ABSTRACT: Subduction zones are complex dynamic systems hosting two of the most dangerous geo-hazards: mega-earthquakes and tsunamis. Despite the growing spatio-temporal density of geophysical observations at subduction zones, our understanding of the megathrust earthquake cycle continues to be limited by a series of factors. Among the others the short observation time compared to mega-earthquake recurrence and the partial spatial coverage of geodetic data. Here, I contribute to improving this understanding by simulating dozens of seismic cycles in a laboratory-scale analogue model of subduction. The model creates analog earthquakes of magnitude Mw 6.2–8.3, with a coefficient of variation in recurrence intervals of 0.5, similar to real subduction megathrusts. Using a digital image correlation technique, I measure coseismic and interseismic deformation with high accuracy (few tens of μm) and resolution (few mm). This is equivalent to having a very dense geodetic network homogeneously distributed over the whole margin, including the generally offshore seismogenic zone. I show that interseismic deformation reveals precious information for earthquake forecasting. The common procedure of analyzing slip-deficit is only partially useful for forecasting purposes. In fact, slip-deficit appears to be diagnostic of the location of highest slip but is poorly informative of the size of next event, even in the case of an ideally designed geodetic network. On the contrary, machine learning predicts well the timing and size of laboratory earthquakes by reconstructing and properly interpreting the spatiotemporally complex loading history of the system. I conclude showing future research paths for exporting this method to real subduction zones and demonstrating the contribute of this method for designing an efficient geodetic network, including the minimum space-time coverage requirements for imminence classification.
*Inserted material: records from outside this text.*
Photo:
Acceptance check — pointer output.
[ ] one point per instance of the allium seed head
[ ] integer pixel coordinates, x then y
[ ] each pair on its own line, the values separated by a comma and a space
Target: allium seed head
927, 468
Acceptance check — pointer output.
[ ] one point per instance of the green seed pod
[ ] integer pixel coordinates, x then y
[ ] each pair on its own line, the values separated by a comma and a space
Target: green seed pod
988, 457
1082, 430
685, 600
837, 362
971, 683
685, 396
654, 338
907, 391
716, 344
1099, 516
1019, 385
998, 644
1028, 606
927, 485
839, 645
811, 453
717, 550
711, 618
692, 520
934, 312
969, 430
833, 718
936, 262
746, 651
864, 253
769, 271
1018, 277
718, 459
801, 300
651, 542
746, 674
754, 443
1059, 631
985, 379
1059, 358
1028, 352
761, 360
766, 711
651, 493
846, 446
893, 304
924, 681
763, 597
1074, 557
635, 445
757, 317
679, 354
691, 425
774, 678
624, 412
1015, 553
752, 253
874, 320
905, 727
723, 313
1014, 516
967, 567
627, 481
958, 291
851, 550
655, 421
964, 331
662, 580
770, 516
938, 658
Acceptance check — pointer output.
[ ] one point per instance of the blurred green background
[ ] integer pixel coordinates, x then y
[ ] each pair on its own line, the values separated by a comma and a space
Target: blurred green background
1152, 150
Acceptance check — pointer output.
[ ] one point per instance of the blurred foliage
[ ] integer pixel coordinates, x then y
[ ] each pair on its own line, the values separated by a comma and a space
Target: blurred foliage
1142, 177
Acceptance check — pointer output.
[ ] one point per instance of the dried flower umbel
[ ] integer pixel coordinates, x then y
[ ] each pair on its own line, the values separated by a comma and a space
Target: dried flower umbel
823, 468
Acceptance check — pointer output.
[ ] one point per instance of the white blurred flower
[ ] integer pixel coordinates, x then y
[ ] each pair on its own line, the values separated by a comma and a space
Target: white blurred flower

BIO: During his PhD and the following two years post-doc (2008-2013) Fabio Corbi joined the research activities of the Laboratory of Experimental Tectonics (LET, Univ. Roma Tre), where he used well established techniques for investigating long-term subduction-related processes and developed a new apparatus for reproducing lab-scale megathrust earthquakes. In 2013-2015, Fabio Corbi moved to GFZ (Germany) joining the activities of the Physics of Earthquakes and Volcanoes section and focusing on volcano-tectonics. In 2016 – 2017 Fabio Corbi got funded by a Marie Curie fellowship (MSCA-IF) with Univ. Montpellier (France) as host institution, and seismic asperities interaction as main investigation topic. Then (2018-2019) he came back to Univ. Roma Tre with a strongly multi-methodological background involving a blended combination of analog, numerical and analytical skills for investigating megathrust earthquakes and volcano-tectonics processes for which he has been awarded the TS Division Outstanding Early Carrier Scientist Award by the European Geosciences Union. At present (2019-2021), Fabio Corbi is supported by another fellowship funded by the German Academic Exchange Service (DAAD) with Freie Univ. Berlin (Germany) as host institution and in cooperation with Univ. Roma Tre. He is currently working on machine learning methods for deciphering the geodetic signals associated to the seismic cycle.